Protocolos de dermocosméticos em dermatologia estética
Os dermocosméticos são aliados imprescindíveis na consulta de Dermatologia, sendo ferramentas essenciais para otimizar e preservar a qualidade da pele ao longo do tempo. A sua utilização adequada contribui não só para a melhoria da aparência cutânea, mas também para a manutenção das funções vitais da pele.
Através de protocolos bem estruturados, os dermocosméticos permitem prevenir e tratar os sinais de envelhecimento cutâneo, atuando sobre alterações como desidratação, perda de elasticidade, discromias, textura irregular e fragilidade da barreira cutânea. Estes cuidados são igualmente importantes na preservação da integridade da pele e da sua função de proteção.
Na prática clínica, os dermocosméticos assumem ainda um papel central como complemento dos procedimentos dermatológicos. A sua correta integração antes, durante e após tratamentos estéticos permite otimizar os resultados, prevenir complicações e reduzir o downtime, promovendo uma recuperação mais rápida e eficaz.
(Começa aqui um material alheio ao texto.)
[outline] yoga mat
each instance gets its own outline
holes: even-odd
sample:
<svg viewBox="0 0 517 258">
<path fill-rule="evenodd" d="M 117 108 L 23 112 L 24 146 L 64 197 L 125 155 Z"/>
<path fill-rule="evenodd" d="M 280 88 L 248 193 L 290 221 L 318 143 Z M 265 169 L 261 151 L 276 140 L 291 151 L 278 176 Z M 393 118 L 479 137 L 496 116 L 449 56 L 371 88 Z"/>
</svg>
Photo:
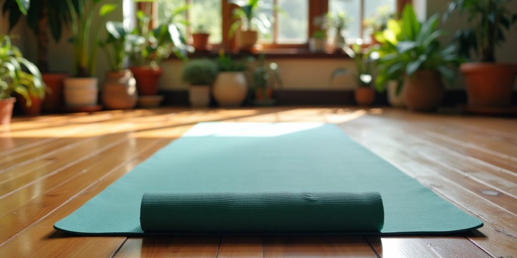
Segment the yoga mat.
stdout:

No contexto atual, existe uma oferta cada vez maior de dermocosméticos, muitas vezes divulgados nas redes sociais de forma indiscriminada, o que pode gerar confusão e levar ao consumo de dermocosméticos inadequados. A utilização incorreta de ativos, concentrações ou combinações de produtos pode resultar em irritação, dermatite de contacto, agravamento de acne ou rosácea, alterações da barreira cutânea, hiperpigmentação pós-inflamatória e outros efeitos adversos que comprometem a saúde da pele. Assim, num cenário de informação excessiva e muitas vezes pouco fidedigna, o médico dermatologista assume um papel fundamental e determinante na elaboração de protocolos dermocosméticos personalizados, selecionando produtos e ativos com eficácia e segurança comprovadas por dados científicos sólidos. Esta abordagem
permite evitar excessos, incompatibilidades entre produtos e expectativas irrealistas, contribuindo para manter a saúde e qualidade da pele.
Em suma, os protocolos dermocosméticos devem ser individualizados, tendo em conta, as necessidades específicas, os objetivos do doente e os procedimentos realizados. A personalização, sustentada por evidência científica robusta, é fundamental para garantir eficácia, segurança e resultados duradouros.